Timing of the end unimportant

Fourth, worrying whether the walkout was stopped a little early or late is pointless. On Sunday, a prayer vigil at the Capitol drew hundreds of supporters. Monday’s crowd was reportedly even bigger than the 30,000 to 35,000 people who came to each of the first week’s events, as thousands of education supporters marched from Edmond, Del City and Norman. The next day, a group of marchers arrived on foot from Tulsa. On Thursday, Moore schools reopened, but hundreds of teachers stayed out of class and marched to the Capitol anyway.

(At the end of the first week, I expected the union leaders to stress the $40 million in additional taxes that had passed when calling for an end to the walkout. The fervor of the teachers at the Capitol, however, made that impossible. Besides, protest plans had already been made for the next week.)

Had the walkout ended after one week, teachers could have proclaimed a clear win, but those powerful, consciousness-raising demonstrations would not have happened.

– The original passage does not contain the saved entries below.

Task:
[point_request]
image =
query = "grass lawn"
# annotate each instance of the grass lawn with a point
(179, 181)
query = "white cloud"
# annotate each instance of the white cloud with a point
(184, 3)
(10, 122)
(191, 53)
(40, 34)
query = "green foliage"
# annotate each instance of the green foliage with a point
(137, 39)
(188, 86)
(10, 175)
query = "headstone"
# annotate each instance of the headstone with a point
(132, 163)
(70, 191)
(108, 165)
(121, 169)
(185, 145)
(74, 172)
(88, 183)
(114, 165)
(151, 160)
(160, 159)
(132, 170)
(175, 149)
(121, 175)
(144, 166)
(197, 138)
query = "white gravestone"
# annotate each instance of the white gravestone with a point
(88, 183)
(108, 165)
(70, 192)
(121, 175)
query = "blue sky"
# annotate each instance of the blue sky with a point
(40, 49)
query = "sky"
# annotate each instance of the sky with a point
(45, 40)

Make the most of social media

And that leads to the final two, interconnected points: As a new era of labor activism is being born, Oklahoma unions and older activists need to invest more in social media and other 21st-century forms of networking.

In a bonus for doing so, more Oklahomans could enjoy one of the great things about the teachers rally: teacher-activist Aaron Baker’s adaptation of Union Maid (see video above) and other updates of Woody Guthrie’s classic songs.